John Roper

No. 55, 56, 53
- Position: Linebacker

Personal information
- Born: October 4, 1965 (age 60) Houston, Texas, U.S.
- Listed height: 6 ft 4 in (1.93 m)
- Listed weight: 205 lb (93 kg)

Career information
- High school: Yates (Houston)
- College: Texas A&M
- NFL draft: 1989: 2nd round, 36th overall pick

Career history
- Chicago Bears (1989–1992); Dallas Cowboys (1993); Philadelphia Eagles (1993);

Awards and highlights
- Super Bowl champion (XXVIII); Consensus All-American (1987); SWC Defensive Player of the Year (1987); 2× First-team All-SWC (1987, 1988);

Career NFL statistics
- Sacks: 18
- Interceptions: 2
- Fumble recoveries: 1
- Stats at Pro Football Reference

= John Roper (American football) =

American football player (born 1965)

John Alfred Roper (born October 4, 1965) is an American former professional football player who was a linebacker in the National Football League (NFL) for the Chicago Bears, Dallas Cowboys and the Philadelphia Eagles. He played college football for the Texas A&M Aggies, earning consensus All-American honors in 1987. Roper was selected by the Bears in the second round of the 1989 NFL draft. He was on the Cowboys' Super Bowl XXVIII championship team.

==Early life==
At Texas A&M University, Roper was one of the best to play defensively in school history according to his coach, Jackie Sherrill.

In 1987, he was the Southwest Conference Defensive Player of the Year, as well as an All-American. In his four years as an Aggie, they compiled a record of 36 wins and just 12 losses: three conference championships; and twice they were victorious in the Cotton Bowl.

Roper, a two-time All-Southwest Conference and a consensus All-American, was at the heart of that success. Before heading to the NFL, he began a tradition that became known all across college football. It was during his career the famed moniker of the “Wrecking Crew” was born.

His career tackles for a loss of 68 while at Texas A&M ranked him 8th in the NCAA at the conclusion of his college football career (currently ranks 14th). In addition, his career sack total of 36 ranked him 9th in the NCAA at the conclusion of his college football career (currently ranks 24th).

He is one of the greatest linebackers in Texas A&M University history and was inducted into the Texas A&M Athletic Hall of Fame in 2009.

==Professional career==

===Chicago Bears===
Roper was selected in the second round (36th overall) of the 1989 NFL draft by the Chicago Bears.

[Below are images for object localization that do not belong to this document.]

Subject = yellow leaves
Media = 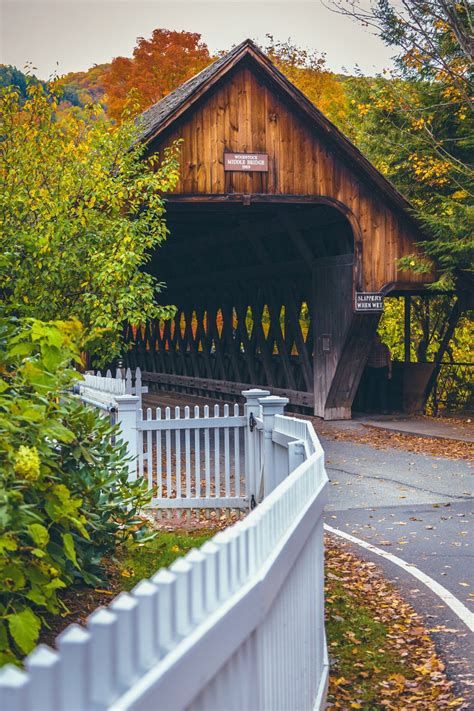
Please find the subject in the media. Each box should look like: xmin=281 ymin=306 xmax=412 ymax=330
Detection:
xmin=408 ymin=153 xmax=451 ymax=186
xmin=411 ymin=117 xmax=426 ymax=130
xmin=387 ymin=673 xmax=407 ymax=691
xmin=14 ymin=445 xmax=41 ymax=480
xmin=415 ymin=653 xmax=445 ymax=676
xmin=357 ymin=103 xmax=370 ymax=116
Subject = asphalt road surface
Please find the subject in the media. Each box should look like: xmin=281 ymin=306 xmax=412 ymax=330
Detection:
xmin=321 ymin=437 xmax=474 ymax=704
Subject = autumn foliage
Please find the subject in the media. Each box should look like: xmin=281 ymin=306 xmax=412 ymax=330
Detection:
xmin=61 ymin=63 xmax=110 ymax=106
xmin=55 ymin=29 xmax=348 ymax=125
xmin=103 ymin=29 xmax=212 ymax=121
xmin=263 ymin=36 xmax=348 ymax=123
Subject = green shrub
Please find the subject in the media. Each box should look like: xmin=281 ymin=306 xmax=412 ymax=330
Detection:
xmin=0 ymin=316 xmax=153 ymax=663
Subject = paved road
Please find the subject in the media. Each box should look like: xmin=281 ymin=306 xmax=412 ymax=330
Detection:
xmin=356 ymin=415 xmax=474 ymax=442
xmin=321 ymin=437 xmax=474 ymax=704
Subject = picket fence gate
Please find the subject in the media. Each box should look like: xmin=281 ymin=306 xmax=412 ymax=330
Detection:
xmin=0 ymin=381 xmax=329 ymax=710
xmin=137 ymin=403 xmax=246 ymax=512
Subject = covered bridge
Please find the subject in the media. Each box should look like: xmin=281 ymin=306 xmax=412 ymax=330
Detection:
xmin=124 ymin=39 xmax=438 ymax=419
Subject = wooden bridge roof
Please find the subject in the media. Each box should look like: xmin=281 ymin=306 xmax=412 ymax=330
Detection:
xmin=138 ymin=38 xmax=420 ymax=228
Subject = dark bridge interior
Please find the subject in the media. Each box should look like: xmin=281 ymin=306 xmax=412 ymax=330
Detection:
xmin=125 ymin=201 xmax=355 ymax=408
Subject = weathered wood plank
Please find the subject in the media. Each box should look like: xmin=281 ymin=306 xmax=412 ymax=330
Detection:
xmin=142 ymin=372 xmax=315 ymax=407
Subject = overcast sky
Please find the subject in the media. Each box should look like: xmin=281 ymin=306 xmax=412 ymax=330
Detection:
xmin=0 ymin=0 xmax=395 ymax=80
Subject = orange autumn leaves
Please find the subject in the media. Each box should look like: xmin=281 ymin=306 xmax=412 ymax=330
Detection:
xmin=104 ymin=29 xmax=211 ymax=121
xmin=62 ymin=29 xmax=347 ymax=126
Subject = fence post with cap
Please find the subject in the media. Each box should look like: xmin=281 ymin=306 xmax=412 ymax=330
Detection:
xmin=242 ymin=389 xmax=270 ymax=509
xmin=115 ymin=394 xmax=140 ymax=481
xmin=259 ymin=395 xmax=289 ymax=495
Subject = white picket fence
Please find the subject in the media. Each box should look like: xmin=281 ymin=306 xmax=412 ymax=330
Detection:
xmin=76 ymin=372 xmax=306 ymax=515
xmin=0 ymin=389 xmax=329 ymax=710
xmin=78 ymin=368 xmax=148 ymax=411
xmin=138 ymin=403 xmax=246 ymax=511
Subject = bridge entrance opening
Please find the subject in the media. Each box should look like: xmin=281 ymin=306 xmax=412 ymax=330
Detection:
xmin=124 ymin=198 xmax=363 ymax=416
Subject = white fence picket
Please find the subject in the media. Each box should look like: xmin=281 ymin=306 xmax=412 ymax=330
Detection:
xmin=146 ymin=409 xmax=152 ymax=491
xmin=214 ymin=404 xmax=221 ymax=499
xmin=175 ymin=407 xmax=181 ymax=500
xmin=194 ymin=406 xmax=200 ymax=499
xmin=165 ymin=408 xmax=172 ymax=499
xmin=204 ymin=405 xmax=211 ymax=498
xmin=185 ymin=407 xmax=191 ymax=501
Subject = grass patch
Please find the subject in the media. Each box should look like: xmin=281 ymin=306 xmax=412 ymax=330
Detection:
xmin=326 ymin=581 xmax=415 ymax=706
xmin=116 ymin=529 xmax=216 ymax=591
xmin=325 ymin=537 xmax=461 ymax=709
xmin=39 ymin=528 xmax=217 ymax=647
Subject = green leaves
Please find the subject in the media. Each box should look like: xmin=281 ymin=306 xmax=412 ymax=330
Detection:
xmin=27 ymin=524 xmax=49 ymax=548
xmin=62 ymin=533 xmax=78 ymax=568
xmin=43 ymin=421 xmax=75 ymax=443
xmin=44 ymin=485 xmax=82 ymax=524
xmin=0 ymin=536 xmax=17 ymax=554
xmin=7 ymin=609 xmax=41 ymax=655
xmin=0 ymin=81 xmax=180 ymax=363
xmin=0 ymin=315 xmax=154 ymax=663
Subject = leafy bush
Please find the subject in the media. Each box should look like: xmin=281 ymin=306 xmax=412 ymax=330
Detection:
xmin=0 ymin=81 xmax=180 ymax=363
xmin=0 ymin=316 xmax=153 ymax=663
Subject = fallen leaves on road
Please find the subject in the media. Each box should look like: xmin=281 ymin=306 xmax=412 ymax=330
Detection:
xmin=325 ymin=535 xmax=466 ymax=709
xmin=308 ymin=419 xmax=474 ymax=461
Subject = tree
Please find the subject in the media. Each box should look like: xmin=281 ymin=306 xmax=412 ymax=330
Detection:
xmin=61 ymin=63 xmax=109 ymax=106
xmin=262 ymin=36 xmax=348 ymax=124
xmin=0 ymin=65 xmax=44 ymax=100
xmin=329 ymin=0 xmax=472 ymax=102
xmin=0 ymin=81 xmax=181 ymax=362
xmin=0 ymin=65 xmax=103 ymax=118
xmin=103 ymin=29 xmax=212 ymax=121
xmin=327 ymin=1 xmax=474 ymax=289
xmin=342 ymin=74 xmax=473 ymax=286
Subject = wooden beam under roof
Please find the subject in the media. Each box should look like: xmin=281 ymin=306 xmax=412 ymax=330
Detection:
xmin=162 ymin=209 xmax=345 ymax=261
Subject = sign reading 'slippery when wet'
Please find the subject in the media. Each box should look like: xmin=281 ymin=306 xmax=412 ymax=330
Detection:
xmin=354 ymin=292 xmax=384 ymax=313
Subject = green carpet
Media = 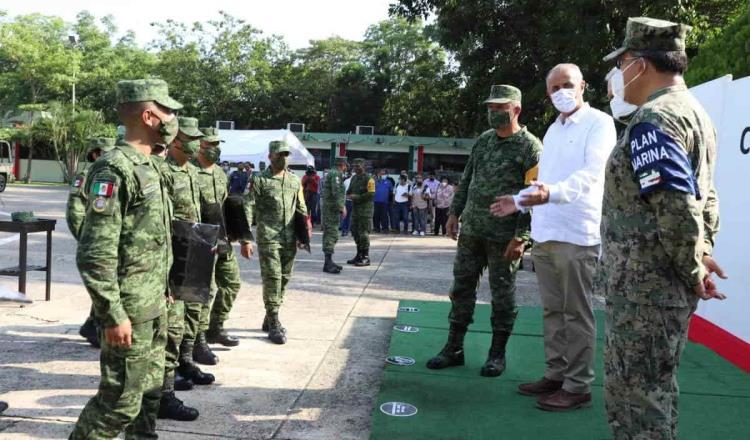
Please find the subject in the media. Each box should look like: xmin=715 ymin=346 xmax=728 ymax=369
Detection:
xmin=371 ymin=301 xmax=750 ymax=440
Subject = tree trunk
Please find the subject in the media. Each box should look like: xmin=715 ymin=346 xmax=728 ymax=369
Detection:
xmin=24 ymin=131 xmax=33 ymax=183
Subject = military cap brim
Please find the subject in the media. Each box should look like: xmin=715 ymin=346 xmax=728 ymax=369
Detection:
xmin=603 ymin=47 xmax=628 ymax=62
xmin=180 ymin=126 xmax=204 ymax=138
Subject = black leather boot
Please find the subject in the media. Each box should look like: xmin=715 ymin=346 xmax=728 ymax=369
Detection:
xmin=78 ymin=318 xmax=100 ymax=348
xmin=174 ymin=371 xmax=194 ymax=391
xmin=206 ymin=322 xmax=240 ymax=347
xmin=323 ymin=253 xmax=342 ymax=274
xmin=193 ymin=332 xmax=218 ymax=365
xmin=480 ymin=331 xmax=510 ymax=377
xmin=267 ymin=313 xmax=287 ymax=345
xmin=355 ymin=248 xmax=371 ymax=267
xmin=158 ymin=392 xmax=199 ymax=421
xmin=426 ymin=324 xmax=467 ymax=369
xmin=347 ymin=246 xmax=362 ymax=265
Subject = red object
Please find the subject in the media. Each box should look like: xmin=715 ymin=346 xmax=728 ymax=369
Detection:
xmin=13 ymin=141 xmax=20 ymax=180
xmin=339 ymin=142 xmax=347 ymax=157
xmin=688 ymin=314 xmax=750 ymax=372
xmin=302 ymin=174 xmax=320 ymax=193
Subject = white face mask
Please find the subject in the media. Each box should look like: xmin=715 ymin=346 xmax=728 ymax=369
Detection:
xmin=609 ymin=68 xmax=639 ymax=121
xmin=550 ymin=88 xmax=579 ymax=113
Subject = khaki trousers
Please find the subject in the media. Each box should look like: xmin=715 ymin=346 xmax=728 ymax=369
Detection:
xmin=532 ymin=240 xmax=599 ymax=394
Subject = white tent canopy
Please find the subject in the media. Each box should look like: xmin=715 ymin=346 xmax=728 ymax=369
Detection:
xmin=218 ymin=129 xmax=315 ymax=168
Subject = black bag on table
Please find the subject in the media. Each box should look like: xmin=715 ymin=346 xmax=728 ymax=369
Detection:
xmin=169 ymin=220 xmax=219 ymax=304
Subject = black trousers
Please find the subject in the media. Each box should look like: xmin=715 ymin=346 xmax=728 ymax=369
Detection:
xmin=434 ymin=207 xmax=449 ymax=235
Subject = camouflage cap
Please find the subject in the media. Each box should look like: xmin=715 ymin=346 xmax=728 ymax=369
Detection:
xmin=87 ymin=137 xmax=116 ymax=154
xmin=484 ymin=84 xmax=522 ymax=104
xmin=200 ymin=127 xmax=224 ymax=143
xmin=116 ymin=79 xmax=183 ymax=110
xmin=353 ymin=158 xmax=366 ymax=166
xmin=269 ymin=140 xmax=290 ymax=154
xmin=603 ymin=17 xmax=691 ymax=62
xmin=178 ymin=117 xmax=204 ymax=138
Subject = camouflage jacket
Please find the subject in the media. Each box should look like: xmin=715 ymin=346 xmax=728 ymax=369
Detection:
xmin=195 ymin=164 xmax=227 ymax=206
xmin=163 ymin=156 xmax=201 ymax=223
xmin=66 ymin=168 xmax=89 ymax=241
xmin=321 ymin=169 xmax=345 ymax=211
xmin=347 ymin=173 xmax=375 ymax=218
xmin=76 ymin=142 xmax=171 ymax=327
xmin=244 ymin=168 xmax=308 ymax=245
xmin=600 ymin=84 xmax=719 ymax=307
xmin=450 ymin=127 xmax=542 ymax=242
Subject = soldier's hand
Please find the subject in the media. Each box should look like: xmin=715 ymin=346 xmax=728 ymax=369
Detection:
xmin=167 ymin=295 xmax=175 ymax=305
xmin=240 ymin=242 xmax=254 ymax=260
xmin=105 ymin=319 xmax=133 ymax=348
xmin=446 ymin=214 xmax=459 ymax=241
xmin=693 ymin=277 xmax=727 ymax=301
xmin=490 ymin=196 xmax=518 ymax=218
xmin=702 ymin=255 xmax=728 ymax=280
xmin=503 ymin=238 xmax=525 ymax=261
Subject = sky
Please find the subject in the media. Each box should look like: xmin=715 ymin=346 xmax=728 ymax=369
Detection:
xmin=1 ymin=0 xmax=396 ymax=49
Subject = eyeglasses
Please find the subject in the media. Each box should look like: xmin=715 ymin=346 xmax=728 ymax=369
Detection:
xmin=616 ymin=57 xmax=641 ymax=70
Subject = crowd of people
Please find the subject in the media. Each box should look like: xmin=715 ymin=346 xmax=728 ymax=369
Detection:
xmin=57 ymin=14 xmax=726 ymax=440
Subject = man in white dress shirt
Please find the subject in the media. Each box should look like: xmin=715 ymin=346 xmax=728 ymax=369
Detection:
xmin=491 ymin=63 xmax=616 ymax=411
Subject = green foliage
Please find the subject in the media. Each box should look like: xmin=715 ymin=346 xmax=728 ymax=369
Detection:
xmin=685 ymin=5 xmax=750 ymax=85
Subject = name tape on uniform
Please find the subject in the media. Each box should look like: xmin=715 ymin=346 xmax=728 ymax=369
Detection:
xmin=398 ymin=306 xmax=420 ymax=313
xmin=380 ymin=402 xmax=418 ymax=417
xmin=386 ymin=356 xmax=416 ymax=366
xmin=393 ymin=324 xmax=419 ymax=333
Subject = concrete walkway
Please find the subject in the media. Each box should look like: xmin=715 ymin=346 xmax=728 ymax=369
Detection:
xmin=0 ymin=185 xmax=567 ymax=439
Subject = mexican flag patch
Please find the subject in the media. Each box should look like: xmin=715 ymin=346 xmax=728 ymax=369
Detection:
xmin=639 ymin=169 xmax=662 ymax=189
xmin=92 ymin=181 xmax=114 ymax=197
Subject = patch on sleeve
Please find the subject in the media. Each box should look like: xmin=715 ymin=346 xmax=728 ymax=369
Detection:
xmin=366 ymin=178 xmax=375 ymax=193
xmin=91 ymin=180 xmax=115 ymax=198
xmin=628 ymin=122 xmax=699 ymax=198
xmin=524 ymin=164 xmax=538 ymax=185
xmin=88 ymin=174 xmax=119 ymax=215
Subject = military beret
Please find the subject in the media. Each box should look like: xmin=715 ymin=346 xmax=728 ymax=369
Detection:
xmin=116 ymin=79 xmax=183 ymax=110
xmin=484 ymin=84 xmax=522 ymax=105
xmin=604 ymin=17 xmax=691 ymax=62
xmin=178 ymin=117 xmax=204 ymax=138
xmin=269 ymin=140 xmax=291 ymax=154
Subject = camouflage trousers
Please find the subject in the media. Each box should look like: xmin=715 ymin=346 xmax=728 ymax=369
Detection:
xmin=182 ymin=300 xmax=203 ymax=356
xmin=258 ymin=242 xmax=297 ymax=314
xmin=322 ymin=204 xmax=341 ymax=254
xmin=351 ymin=212 xmax=372 ymax=251
xmin=163 ymin=299 xmax=184 ymax=392
xmin=69 ymin=311 xmax=167 ymax=440
xmin=448 ymin=235 xmax=519 ymax=333
xmin=209 ymin=250 xmax=241 ymax=329
xmin=604 ymin=296 xmax=695 ymax=440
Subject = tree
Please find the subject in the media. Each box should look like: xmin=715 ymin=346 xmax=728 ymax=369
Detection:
xmin=13 ymin=104 xmax=50 ymax=183
xmin=685 ymin=5 xmax=750 ymax=85
xmin=390 ymin=0 xmax=746 ymax=136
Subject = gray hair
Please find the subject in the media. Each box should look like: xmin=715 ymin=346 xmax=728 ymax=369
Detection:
xmin=546 ymin=63 xmax=584 ymax=85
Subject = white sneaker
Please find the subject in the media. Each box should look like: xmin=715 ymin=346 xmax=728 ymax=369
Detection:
xmin=412 ymin=231 xmax=418 ymax=236
xmin=419 ymin=231 xmax=425 ymax=236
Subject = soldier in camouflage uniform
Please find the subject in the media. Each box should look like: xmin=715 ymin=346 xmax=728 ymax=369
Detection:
xmin=321 ymin=157 xmax=348 ymax=274
xmin=426 ymin=85 xmax=541 ymax=377
xmin=69 ymin=79 xmax=180 ymax=439
xmin=243 ymin=140 xmax=308 ymax=344
xmin=346 ymin=158 xmax=375 ymax=267
xmin=154 ymin=116 xmax=215 ymax=422
xmin=601 ymin=18 xmax=723 ymax=439
xmin=67 ymin=136 xmax=116 ymax=348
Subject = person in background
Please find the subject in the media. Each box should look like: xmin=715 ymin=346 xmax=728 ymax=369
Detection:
xmin=340 ymin=171 xmax=353 ymax=236
xmin=424 ymin=171 xmax=439 ymax=233
xmin=228 ymin=162 xmax=248 ymax=194
xmin=434 ymin=176 xmax=454 ymax=236
xmin=392 ymin=175 xmax=411 ymax=233
xmin=410 ymin=175 xmax=430 ymax=236
xmin=373 ymin=169 xmax=393 ymax=233
xmin=221 ymin=161 xmax=231 ymax=176
xmin=385 ymin=172 xmax=396 ymax=233
xmin=302 ymin=165 xmax=320 ymax=225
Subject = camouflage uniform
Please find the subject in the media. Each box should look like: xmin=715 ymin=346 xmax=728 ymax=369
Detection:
xmin=346 ymin=159 xmax=375 ymax=264
xmin=66 ymin=137 xmax=116 ymax=346
xmin=69 ymin=77 xmax=180 ymax=440
xmin=601 ymin=18 xmax=719 ymax=439
xmin=244 ymin=140 xmax=308 ymax=342
xmin=321 ymin=160 xmax=346 ymax=272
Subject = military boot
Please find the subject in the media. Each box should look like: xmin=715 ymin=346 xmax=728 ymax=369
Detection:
xmin=262 ymin=314 xmax=269 ymax=332
xmin=178 ymin=360 xmax=215 ymax=386
xmin=158 ymin=392 xmax=199 ymax=421
xmin=267 ymin=313 xmax=287 ymax=345
xmin=426 ymin=324 xmax=467 ymax=369
xmin=206 ymin=322 xmax=240 ymax=347
xmin=323 ymin=253 xmax=342 ymax=274
xmin=347 ymin=247 xmax=362 ymax=265
xmin=174 ymin=371 xmax=194 ymax=391
xmin=78 ymin=318 xmax=100 ymax=348
xmin=355 ymin=249 xmax=371 ymax=267
xmin=480 ymin=331 xmax=510 ymax=377
xmin=193 ymin=332 xmax=218 ymax=365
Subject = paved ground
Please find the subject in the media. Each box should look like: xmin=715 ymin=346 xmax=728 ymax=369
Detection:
xmin=0 ymin=184 xmax=602 ymax=439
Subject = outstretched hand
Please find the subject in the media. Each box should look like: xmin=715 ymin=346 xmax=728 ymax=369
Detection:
xmin=490 ymin=196 xmax=518 ymax=218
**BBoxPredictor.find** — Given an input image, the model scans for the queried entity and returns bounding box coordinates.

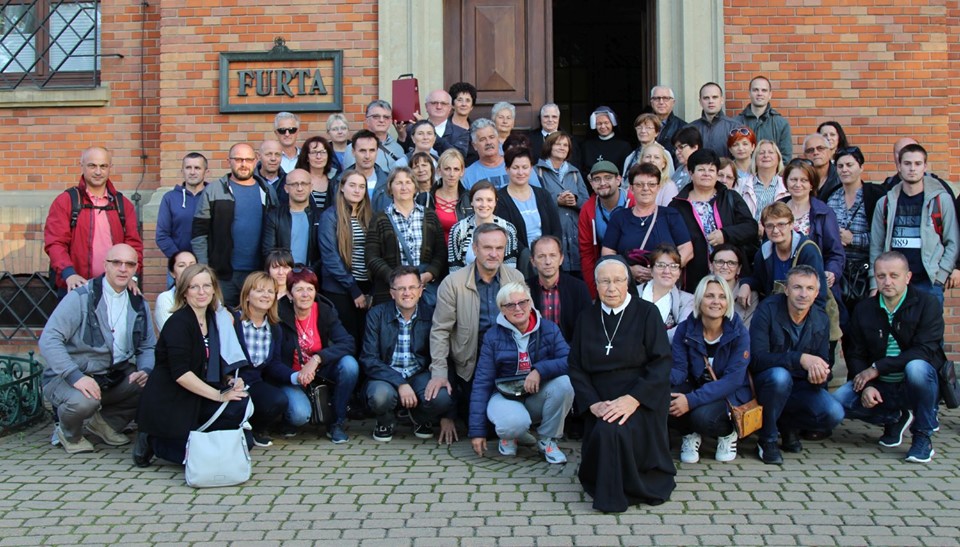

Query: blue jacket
[231,309,295,387]
[468,313,570,438]
[318,206,364,299]
[360,302,434,387]
[744,232,829,307]
[670,314,753,408]
[155,183,206,257]
[749,293,830,381]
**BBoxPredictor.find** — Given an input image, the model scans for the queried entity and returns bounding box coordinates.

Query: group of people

His best season came in 1991, when started all 16 games at right outside linebacker, finishing with 90 tackles and 8 sacks (second on the team). A pulled hamstring in the season finale at San Francisco forced him to miss the playoff loss against the Dallas Cowboys. He was also voted NFC player of the week, after registering 11 tackles, 2 sacks and one pass defensed in a 21–20 win against the Tampa Bay Buccaneers. The next year, although he started 13 games, his sack production dropped to 2.5 sacks.

In 1993, former Dallas Cowboys defensive coordinator Dave Wannstedt became the new head coach for the Chicago Bears and implemented a 4–3 defense where Roper and other linebackers already in the roster were no longer a good fit. He was eventually traded to the Cowboys along with tight end Kelly Blackwell and safety Markus Paul, in exchange for linebacker Vinson Smith, Barry Minter and a sixth-round draft pick in the 1995 NFL draft.

===Dallas Cowboys===
It has been mentioned that Dallas Cowboys head coach Jimmy Johnson accepted the trade to help close friend Dave Wannstedt in his new job, with all of the players received eventually being waived.

Roper didn't fit the Cowboys 4–3 defense either, which was the same system that was being implemented in Chicago. He recorded 3 tackles and 2 sacks in three games with the team, playing mainly on special teams.

In Cowboys lore, Roper is known for being cut by Johnson, in order to send the team a message, after he fell asleep during a special teams meeting prior to their October 17 game against the San Francisco 49ers in 1993.

===Philadelphia Eagles===
The Philadelphia Eagles after previously in the year trying twice to trade for Roper, signed him as a free agent on November 17, 1993. He was waived in a salary cap move on June 3, 1994.